Malvina di Scozia is a dramma tragico (tragic opera) in three acts by Giovanni Pacini. Salvadore Cammarano wrote the Italian language libretto.

Malvina di Scozia was beset by obstacles at its 1851 Naples premiere. Pacini’s collaborator, the experienced librettist Salvadore Cammarano, was mortally ill. The opera’s subject matter, the history of Inês de Castro and depicting the sordid behavior of the nobility, aroused unwanted attention from the royal censors of the King of Naples. The composer and librettist were forced to change the action from Portugal to ancient Scotland for fear of offending the King. So, unlike Lucia di Lammermoor, another opera with a Cammarano libretto, Malvina has no real connection to Scottish culture.

The lead tenor quit before the opening, and the opera had to be hastily rewritten for an unconventional cast of soprano, coloratura contralto, baritone and bass. Even with these challenges, Pacini created an opera so beautiful that a throng of admirers escorted the veteran composer home by torchlight after the premiere. Described at the premiere as “a wealth of harmony and melody…imagined and felt by a great master” the opera played to full houses for two months. But without a lead tenor part, and with Pacini’s star on the wane, it was revived only twice and vanished from the repertoire after 1862. It has not been heard in over 150 years.

In Brooklyn, New York in 2016, Vertical Player Repertory commissioned music editor and conductor Hans Schellevis to create a new performing edition of this intriguing opera.

== Characters ==
Source:

Malvina, soprano - the ill-fated noblewoman who has borne two illegitimate children to Prince Arturo

Prince Arturo, high baritone - successful warrior who loves Malvina

King Malcolm, bass - Prince Arturo's father, King of Scotland

Princess Morna, coloratura mezzo-soprano - Irish princess betrothed to Prince Arturo

Wortimer, character tenor - The King’s advisor Wortimer, spurned by Malvina

Edwige, soprano - Lady-in-waiting to Malvina

Rodwaldo, tenor - Captain of the King’s guard

== Plot ==
Act I:

Arturo comes back from war and the King announces he is betrothed to Morna. Arturo visits his beloved Malvina, with whom he has had two illegitimate children. Wortimer plots his revenge after being rejected by Malvina. After Arturo and Malvina get married in secret, Wortimer kidnaps the children and brings them to the king.

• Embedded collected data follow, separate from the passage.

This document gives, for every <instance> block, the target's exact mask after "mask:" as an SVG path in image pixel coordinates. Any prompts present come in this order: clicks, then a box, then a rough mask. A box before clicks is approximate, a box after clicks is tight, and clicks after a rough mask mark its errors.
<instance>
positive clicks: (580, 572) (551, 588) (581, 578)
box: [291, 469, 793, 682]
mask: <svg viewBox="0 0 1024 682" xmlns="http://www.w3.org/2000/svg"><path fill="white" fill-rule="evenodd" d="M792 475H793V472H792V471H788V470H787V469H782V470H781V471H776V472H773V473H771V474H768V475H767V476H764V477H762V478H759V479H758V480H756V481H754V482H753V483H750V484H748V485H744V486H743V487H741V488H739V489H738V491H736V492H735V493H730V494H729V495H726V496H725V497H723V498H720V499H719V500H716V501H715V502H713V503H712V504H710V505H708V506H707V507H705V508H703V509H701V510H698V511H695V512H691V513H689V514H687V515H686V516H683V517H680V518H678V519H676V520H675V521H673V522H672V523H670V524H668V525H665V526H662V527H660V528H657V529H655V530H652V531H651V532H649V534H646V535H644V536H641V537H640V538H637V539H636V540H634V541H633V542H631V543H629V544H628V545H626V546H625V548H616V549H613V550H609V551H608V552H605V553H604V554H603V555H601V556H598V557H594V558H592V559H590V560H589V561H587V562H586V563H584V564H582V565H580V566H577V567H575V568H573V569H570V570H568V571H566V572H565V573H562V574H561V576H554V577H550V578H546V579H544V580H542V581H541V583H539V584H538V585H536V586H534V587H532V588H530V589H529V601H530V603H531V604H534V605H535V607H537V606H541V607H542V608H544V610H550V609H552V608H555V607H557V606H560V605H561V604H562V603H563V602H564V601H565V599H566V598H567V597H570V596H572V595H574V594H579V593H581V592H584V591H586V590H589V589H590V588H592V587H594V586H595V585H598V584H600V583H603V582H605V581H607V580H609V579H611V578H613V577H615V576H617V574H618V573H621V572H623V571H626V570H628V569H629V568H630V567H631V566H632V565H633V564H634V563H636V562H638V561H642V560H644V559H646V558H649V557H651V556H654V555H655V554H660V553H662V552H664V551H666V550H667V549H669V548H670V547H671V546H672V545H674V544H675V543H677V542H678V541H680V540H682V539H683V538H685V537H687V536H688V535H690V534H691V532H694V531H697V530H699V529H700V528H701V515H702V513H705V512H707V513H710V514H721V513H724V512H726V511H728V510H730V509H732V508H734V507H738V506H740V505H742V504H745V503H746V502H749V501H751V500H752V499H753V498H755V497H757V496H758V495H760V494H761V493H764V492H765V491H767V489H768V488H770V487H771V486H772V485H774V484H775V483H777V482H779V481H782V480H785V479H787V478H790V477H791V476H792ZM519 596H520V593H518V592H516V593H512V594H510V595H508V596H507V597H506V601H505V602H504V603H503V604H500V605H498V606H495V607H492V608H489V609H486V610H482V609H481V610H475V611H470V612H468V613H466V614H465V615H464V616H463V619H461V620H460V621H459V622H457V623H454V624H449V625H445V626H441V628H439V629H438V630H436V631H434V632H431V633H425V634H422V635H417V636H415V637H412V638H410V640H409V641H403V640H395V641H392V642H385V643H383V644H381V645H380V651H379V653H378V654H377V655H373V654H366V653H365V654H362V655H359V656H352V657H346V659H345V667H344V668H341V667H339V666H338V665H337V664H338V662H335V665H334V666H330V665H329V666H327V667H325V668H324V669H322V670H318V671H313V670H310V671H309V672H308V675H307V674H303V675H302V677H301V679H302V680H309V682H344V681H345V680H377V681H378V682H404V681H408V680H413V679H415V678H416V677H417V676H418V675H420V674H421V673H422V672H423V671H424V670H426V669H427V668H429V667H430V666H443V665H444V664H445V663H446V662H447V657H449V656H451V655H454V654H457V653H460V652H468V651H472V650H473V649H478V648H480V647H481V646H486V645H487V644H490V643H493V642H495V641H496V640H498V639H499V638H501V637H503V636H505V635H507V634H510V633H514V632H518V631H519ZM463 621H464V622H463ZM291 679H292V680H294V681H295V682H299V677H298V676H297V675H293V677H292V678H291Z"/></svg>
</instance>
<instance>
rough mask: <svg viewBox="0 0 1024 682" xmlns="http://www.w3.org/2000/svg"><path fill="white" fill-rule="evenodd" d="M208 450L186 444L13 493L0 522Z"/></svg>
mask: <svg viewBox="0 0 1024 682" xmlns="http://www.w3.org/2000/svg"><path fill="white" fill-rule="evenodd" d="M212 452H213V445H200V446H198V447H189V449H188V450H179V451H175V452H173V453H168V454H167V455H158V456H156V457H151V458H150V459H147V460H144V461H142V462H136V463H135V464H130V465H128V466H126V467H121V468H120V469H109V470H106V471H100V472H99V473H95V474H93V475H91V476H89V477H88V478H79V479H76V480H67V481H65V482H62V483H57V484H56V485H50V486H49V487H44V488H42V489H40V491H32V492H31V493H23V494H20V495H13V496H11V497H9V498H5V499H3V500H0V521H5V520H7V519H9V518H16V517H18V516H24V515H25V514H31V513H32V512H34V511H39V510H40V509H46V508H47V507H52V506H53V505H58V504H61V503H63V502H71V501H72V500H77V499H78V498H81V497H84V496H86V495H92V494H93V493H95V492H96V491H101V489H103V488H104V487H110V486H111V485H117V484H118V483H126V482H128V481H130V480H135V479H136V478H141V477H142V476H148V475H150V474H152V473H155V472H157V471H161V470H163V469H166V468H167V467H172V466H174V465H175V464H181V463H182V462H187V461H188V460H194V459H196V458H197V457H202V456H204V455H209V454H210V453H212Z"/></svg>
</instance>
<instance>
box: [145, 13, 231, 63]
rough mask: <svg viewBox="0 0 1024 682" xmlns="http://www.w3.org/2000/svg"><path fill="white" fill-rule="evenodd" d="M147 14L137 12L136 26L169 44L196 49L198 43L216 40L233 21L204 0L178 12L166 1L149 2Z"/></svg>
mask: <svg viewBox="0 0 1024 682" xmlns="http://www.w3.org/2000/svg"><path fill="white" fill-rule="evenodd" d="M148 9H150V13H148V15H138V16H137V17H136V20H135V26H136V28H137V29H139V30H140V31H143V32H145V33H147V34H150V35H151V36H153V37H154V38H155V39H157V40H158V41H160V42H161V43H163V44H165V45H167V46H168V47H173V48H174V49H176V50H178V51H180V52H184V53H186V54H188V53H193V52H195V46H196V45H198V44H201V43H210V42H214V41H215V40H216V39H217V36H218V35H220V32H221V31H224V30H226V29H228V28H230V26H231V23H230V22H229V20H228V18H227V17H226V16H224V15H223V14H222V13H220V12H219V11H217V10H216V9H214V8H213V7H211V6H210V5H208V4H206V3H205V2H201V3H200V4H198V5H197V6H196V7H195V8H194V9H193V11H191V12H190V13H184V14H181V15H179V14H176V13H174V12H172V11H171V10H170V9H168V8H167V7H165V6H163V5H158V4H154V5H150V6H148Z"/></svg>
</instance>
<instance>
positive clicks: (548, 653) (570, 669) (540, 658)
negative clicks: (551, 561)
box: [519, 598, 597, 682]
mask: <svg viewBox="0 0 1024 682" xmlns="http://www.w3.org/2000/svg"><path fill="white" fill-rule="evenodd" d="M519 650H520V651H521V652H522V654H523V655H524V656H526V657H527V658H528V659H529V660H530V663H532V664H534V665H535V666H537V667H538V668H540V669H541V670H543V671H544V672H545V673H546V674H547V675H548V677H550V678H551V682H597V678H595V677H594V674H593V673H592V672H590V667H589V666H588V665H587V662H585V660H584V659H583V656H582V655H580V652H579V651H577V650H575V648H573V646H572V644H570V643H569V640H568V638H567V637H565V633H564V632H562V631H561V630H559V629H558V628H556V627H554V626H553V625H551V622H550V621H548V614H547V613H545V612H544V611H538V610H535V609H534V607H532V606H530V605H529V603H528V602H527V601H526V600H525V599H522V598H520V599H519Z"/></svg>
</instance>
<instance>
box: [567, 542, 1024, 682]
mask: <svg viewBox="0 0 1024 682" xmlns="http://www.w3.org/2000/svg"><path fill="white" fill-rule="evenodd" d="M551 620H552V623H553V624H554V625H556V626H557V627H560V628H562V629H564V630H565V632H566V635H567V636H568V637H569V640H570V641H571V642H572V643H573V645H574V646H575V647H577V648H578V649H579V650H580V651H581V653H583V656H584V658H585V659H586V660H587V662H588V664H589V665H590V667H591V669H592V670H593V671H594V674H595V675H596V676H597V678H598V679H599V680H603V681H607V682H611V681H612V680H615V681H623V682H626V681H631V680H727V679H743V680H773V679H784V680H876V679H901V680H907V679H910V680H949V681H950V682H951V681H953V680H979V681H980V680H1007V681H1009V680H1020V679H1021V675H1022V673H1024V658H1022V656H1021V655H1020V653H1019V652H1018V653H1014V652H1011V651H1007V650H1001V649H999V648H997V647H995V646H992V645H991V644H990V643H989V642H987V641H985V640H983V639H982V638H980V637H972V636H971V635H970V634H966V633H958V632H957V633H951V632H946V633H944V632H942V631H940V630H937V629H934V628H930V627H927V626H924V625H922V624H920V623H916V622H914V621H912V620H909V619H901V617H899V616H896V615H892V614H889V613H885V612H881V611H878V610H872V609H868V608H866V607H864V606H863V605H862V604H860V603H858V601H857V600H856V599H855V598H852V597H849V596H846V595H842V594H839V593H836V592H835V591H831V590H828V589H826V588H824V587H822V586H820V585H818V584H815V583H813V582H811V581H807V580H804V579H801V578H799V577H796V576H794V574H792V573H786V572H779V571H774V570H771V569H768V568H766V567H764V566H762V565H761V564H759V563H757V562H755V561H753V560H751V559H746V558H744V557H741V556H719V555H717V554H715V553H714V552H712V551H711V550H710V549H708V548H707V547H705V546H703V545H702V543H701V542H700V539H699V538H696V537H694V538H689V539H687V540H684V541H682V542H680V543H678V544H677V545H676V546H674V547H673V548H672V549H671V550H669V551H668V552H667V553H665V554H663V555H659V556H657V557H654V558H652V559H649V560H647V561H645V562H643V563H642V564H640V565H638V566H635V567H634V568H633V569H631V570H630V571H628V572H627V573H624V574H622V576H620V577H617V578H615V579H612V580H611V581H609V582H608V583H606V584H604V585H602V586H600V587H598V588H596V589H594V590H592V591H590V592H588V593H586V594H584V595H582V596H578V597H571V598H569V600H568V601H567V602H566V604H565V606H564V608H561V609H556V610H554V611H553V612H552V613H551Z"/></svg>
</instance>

Malvina arrives at the palace begging the King to spare her children. Arturo admits he has married Malvina and the children belong to him. Morna and the King are outraged and Malvina is imprisoned.

Act II:

Morna visits Malvina in prison, later joined by the King where they both forgive her and the King accepts the children as his heirs.

Act III:

All is well in the palace until Wortimer murders the children in their sleep and flees. The King is distraught and Arturo copes with his death.

Malvina is found wandering through a graveyard, having lost her senses. Arturo brings in the captured Wortimer, who admits having poisoned Malvina. Malvina dies and Arturo kills Wortimer.

The plot is unusual for the fact that the two women have a whole scene together and instead of a villain, Morna proves to be compassionate and just. Arturo has an extended scene solely dealing with his feelings of grief. The ensembles are unusually colorful because of two sopranos and a tenor, the top voices are soprano, mezzo, and baritone.